Mercury returned to the drawing room. Baby had awoken and was sitting on the sofa, looking concerned.

“Don't fret,” he told the poor little sprite. “All will be well. You need to rest.” Someday he would solve the mystery of why this ghost slept when he'd never met or heard of any others who did.

He turned back to Miss Huddleston, doing a quick assessment. She looked a little weary but not defeated.

“She didn't convince you?” Mercury asked.

“Refusing is far too crucial.” She offered no more explanation, no doubt because of the other ghosts present. Her secret was too dangerous; he understood that. “But she will grow more forceful and make things more miserable. I don't know what to do.”

“Keep refusing, I suppose.”

“It isn’t that simple,” she said. “I am an unmarried woman. The very fabric of Society requires those in my position to be dependent on others. For that reason, I am dependent on my mother. I have nowhere to go other than her home, no one I can rely on but her. And she has a voice and, to a degree, a vote in the Transferal of my attachment, and I can’t escape that. "
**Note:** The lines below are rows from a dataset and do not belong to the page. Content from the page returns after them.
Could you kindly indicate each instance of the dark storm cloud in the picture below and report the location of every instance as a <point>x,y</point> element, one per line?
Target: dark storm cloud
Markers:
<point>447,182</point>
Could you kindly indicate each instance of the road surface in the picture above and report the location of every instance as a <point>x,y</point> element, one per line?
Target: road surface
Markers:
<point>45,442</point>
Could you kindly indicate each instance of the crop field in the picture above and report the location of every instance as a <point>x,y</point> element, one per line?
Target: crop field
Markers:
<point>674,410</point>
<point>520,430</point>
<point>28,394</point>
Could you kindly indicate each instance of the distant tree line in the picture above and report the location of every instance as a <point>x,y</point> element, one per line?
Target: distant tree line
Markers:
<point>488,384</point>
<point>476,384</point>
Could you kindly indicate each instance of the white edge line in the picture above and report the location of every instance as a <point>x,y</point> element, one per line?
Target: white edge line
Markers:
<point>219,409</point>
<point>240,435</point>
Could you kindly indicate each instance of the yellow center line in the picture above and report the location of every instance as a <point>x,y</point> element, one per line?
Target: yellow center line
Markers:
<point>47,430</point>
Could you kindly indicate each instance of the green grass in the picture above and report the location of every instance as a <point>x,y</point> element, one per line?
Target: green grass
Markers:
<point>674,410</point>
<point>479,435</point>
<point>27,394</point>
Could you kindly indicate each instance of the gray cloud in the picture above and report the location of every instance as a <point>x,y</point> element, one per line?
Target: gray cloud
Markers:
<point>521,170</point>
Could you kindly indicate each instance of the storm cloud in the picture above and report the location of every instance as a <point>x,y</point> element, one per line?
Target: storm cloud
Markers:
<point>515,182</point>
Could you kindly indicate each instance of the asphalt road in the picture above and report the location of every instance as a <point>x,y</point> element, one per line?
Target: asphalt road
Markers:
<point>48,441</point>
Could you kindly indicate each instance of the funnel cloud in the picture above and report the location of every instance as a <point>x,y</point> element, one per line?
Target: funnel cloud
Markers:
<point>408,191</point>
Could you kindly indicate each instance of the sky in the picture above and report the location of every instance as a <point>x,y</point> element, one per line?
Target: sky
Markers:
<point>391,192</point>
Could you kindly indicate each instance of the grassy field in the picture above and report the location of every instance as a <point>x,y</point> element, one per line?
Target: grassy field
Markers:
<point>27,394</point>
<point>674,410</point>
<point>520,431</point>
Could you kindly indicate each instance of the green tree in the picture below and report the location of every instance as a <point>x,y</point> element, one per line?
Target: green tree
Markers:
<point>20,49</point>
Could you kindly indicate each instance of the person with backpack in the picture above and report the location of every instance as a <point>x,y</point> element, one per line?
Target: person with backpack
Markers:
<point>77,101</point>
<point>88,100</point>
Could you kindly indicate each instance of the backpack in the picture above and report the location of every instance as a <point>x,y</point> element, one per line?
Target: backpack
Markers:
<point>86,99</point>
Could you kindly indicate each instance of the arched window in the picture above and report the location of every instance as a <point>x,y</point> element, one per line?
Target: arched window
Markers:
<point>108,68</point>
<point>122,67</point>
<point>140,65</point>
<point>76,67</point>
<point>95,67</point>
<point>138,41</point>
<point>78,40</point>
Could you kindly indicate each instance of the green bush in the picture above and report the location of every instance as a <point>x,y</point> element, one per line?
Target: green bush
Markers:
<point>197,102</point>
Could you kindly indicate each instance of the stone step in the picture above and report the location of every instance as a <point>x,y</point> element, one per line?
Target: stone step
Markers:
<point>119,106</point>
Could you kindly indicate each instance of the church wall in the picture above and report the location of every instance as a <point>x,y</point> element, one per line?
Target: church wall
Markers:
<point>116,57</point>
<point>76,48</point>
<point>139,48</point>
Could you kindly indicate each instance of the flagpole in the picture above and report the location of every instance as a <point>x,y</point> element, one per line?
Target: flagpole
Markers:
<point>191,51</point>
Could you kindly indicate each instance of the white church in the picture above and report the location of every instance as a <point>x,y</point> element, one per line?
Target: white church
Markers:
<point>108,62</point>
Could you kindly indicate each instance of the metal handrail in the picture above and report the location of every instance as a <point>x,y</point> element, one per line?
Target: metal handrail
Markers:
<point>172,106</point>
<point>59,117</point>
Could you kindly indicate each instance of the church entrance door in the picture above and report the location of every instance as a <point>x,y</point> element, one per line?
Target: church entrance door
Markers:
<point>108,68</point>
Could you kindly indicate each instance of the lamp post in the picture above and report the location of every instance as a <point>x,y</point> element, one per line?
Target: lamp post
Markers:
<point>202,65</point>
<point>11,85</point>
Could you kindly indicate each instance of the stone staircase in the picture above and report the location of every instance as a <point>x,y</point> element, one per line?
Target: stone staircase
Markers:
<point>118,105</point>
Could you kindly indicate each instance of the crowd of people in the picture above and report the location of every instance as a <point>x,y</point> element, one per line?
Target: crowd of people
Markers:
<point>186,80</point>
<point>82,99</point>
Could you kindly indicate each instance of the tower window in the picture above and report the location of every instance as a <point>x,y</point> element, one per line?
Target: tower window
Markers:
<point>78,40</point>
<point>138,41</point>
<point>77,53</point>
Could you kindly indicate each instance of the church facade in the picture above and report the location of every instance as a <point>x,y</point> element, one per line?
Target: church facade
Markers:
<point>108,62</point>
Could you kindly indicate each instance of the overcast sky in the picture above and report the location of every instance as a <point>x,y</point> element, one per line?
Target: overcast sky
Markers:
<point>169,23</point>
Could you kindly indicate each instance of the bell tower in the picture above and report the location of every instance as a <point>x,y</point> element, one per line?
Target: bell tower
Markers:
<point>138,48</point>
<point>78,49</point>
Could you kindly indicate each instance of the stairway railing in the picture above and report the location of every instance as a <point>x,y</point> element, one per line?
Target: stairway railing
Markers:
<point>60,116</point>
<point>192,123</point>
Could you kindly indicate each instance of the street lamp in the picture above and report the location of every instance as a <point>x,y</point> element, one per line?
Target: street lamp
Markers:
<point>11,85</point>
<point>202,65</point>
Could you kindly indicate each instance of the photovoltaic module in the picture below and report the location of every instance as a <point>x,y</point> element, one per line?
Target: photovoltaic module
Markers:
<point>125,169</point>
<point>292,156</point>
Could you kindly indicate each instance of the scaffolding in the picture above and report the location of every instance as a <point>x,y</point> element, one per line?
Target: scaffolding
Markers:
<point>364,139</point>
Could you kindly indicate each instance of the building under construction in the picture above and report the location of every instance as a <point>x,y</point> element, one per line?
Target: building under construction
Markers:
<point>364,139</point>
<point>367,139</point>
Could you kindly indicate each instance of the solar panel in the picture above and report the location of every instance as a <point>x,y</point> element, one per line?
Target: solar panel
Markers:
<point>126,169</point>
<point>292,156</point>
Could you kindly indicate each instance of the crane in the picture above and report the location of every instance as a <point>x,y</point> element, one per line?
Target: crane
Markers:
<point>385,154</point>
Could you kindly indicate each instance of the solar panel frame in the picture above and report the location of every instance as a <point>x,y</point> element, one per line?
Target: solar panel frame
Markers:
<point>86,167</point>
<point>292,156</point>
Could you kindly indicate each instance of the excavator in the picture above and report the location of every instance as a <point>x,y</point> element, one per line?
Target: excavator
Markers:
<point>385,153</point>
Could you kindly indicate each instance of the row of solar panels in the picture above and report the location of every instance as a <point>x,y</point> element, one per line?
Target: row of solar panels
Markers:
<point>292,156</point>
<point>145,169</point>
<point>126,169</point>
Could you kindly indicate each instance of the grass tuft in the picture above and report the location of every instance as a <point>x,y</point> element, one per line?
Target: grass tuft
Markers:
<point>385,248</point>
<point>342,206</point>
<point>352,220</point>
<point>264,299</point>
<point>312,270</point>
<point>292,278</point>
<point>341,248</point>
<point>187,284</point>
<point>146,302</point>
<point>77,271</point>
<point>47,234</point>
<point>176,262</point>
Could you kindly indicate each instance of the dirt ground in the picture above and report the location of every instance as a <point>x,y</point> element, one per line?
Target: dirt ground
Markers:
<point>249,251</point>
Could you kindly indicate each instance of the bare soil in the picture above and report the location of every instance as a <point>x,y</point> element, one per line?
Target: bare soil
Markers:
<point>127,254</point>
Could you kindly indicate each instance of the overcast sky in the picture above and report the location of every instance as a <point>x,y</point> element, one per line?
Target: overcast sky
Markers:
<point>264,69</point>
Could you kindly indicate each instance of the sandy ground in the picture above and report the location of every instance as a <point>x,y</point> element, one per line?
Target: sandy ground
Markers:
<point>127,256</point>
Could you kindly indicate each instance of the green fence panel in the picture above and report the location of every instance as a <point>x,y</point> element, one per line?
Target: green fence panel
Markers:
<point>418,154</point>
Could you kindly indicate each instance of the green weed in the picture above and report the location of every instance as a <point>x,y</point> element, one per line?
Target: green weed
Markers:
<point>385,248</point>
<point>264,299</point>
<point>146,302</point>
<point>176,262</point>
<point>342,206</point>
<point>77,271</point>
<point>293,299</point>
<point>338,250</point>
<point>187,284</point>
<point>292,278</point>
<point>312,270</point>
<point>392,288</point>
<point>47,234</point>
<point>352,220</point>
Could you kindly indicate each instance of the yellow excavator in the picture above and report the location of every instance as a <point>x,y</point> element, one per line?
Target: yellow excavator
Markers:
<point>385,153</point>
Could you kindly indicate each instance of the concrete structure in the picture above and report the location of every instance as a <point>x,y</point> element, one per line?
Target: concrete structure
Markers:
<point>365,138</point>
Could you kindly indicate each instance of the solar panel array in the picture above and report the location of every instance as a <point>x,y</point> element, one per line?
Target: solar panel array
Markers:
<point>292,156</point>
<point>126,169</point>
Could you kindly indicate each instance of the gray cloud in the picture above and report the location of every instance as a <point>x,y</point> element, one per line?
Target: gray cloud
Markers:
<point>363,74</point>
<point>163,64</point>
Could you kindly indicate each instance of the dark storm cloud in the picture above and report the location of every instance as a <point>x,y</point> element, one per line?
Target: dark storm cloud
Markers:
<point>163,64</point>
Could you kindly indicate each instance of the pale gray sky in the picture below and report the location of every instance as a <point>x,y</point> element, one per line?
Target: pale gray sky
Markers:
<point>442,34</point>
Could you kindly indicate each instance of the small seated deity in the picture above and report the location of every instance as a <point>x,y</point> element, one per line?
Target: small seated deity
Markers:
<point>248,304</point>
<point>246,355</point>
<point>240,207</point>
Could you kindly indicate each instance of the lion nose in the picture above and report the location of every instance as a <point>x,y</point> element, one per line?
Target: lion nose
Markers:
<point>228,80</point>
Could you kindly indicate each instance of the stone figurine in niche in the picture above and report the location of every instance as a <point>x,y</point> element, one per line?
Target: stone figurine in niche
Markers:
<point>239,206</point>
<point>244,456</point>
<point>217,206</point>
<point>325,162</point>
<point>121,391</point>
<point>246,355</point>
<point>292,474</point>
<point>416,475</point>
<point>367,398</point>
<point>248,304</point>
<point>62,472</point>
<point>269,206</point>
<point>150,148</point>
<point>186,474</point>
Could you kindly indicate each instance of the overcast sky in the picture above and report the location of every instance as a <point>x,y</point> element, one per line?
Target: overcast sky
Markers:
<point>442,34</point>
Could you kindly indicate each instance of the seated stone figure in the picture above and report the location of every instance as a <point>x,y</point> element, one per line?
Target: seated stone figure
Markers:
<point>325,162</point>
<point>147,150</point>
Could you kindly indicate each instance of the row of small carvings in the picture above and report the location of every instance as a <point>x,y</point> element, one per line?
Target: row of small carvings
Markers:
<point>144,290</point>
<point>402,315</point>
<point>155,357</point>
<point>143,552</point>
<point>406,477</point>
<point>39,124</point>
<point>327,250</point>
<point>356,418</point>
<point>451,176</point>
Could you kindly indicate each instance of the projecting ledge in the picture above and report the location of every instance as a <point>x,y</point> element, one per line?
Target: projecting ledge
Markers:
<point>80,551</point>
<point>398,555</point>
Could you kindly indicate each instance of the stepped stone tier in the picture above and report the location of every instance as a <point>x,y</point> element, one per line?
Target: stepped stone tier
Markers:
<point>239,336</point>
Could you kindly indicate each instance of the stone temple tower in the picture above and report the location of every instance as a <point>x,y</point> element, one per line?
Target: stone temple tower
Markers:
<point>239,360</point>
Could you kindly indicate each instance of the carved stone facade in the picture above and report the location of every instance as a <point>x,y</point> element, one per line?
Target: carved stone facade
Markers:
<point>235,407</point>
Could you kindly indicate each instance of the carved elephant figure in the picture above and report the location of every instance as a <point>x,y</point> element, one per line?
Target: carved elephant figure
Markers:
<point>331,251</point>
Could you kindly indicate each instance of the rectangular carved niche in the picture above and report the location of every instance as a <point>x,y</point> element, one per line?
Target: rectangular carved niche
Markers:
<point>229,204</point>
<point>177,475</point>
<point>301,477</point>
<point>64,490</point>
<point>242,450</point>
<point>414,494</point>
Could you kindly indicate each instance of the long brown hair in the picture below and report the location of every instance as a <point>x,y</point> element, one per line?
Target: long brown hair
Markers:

“I learned a few lessons as a child,” Mercury said, “most of them unpleasant.” He could feel Granny Grey's gaze on him as he made that admission. He didn’t dare look at her.

There were so many questions he wanted to ask that he could not yet have answers to.

Worse than that, he suspected he didn't necessarily want them all.

“One thing I learned was that the solutions to the most complicated problems are usually the ones most worth finding. "

“They also are often the hardest to discover,” she pointed out.

“Would it be worth finding an answer to this one?” he asked her.

She nodded without hesitation, without flinching, without looking beaten down. She was in a difficult situation, and she acknowledged it. But, as Granny Grey had so aptly pointed out, she had a backbone. She was most certainly going to need it. They both were.